Nascido na Bahia, Chico, como é chamado pelos colegas de trabalho, veio parar em terras bauruenses por meio da Central do Brasil. “Meu pai trabalhava lá e fomos morar em Iacanga.”
Ávido conhecedor dos imóveis de Bauru, Chico está cadastrando tudo no computador. Mas o medo não é a memória. É a falta que as pessoas vão fazer se um dia tiver que sair do emprego. “Ah, eu gosto muito daqui. Aqui tem uma família. O dia que tiver que ir embora eu vou sentir. Vai chegar uma hora que a gente vai ter que ir embora. Aprendi muita coisa aqui, é um serviço que eu gosto. A gente está fazendo o levantamento de todos os imóveis da prefeitura.”

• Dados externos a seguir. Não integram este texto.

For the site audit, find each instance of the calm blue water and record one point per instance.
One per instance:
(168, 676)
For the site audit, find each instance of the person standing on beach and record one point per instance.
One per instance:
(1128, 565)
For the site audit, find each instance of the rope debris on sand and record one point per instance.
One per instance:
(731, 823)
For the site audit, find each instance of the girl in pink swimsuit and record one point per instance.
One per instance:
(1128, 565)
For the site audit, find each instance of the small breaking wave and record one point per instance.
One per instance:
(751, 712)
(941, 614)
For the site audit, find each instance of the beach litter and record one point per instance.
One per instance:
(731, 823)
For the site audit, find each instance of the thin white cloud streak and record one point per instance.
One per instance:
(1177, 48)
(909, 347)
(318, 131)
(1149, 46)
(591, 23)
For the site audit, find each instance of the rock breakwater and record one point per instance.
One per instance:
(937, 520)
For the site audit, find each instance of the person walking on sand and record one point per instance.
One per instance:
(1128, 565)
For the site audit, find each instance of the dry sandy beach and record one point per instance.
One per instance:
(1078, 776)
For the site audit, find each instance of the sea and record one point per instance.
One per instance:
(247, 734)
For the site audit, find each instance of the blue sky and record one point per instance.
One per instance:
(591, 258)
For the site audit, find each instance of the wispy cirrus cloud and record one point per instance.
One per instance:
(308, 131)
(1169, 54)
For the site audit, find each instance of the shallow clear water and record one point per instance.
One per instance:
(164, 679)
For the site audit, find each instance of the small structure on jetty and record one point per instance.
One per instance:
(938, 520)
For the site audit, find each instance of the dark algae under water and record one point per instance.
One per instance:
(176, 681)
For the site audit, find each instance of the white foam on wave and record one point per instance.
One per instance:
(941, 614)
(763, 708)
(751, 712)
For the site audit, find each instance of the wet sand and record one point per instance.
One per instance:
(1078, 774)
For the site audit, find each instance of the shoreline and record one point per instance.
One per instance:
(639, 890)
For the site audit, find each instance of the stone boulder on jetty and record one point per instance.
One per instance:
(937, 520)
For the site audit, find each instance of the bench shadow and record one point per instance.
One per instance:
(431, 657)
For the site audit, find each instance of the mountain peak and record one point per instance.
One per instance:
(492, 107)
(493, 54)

Tímido, Chico lembra que tinha muito medo de falar com os prefeitos quando era chamado. Eu tinha um medo danado. Fui indo, fui perdendo o medo, e conversando. Mas quando o prefeito chamava, ia com medo. Hoje tem tecnologia. Antigamente, a gente trabalhava no cadastro, era tudo manual. Hoje tudo é eletrônico. Não sei tudo, porque cada dia que a gente está aqui aparece uma coisa diferente. Vou sentir muita saudade.”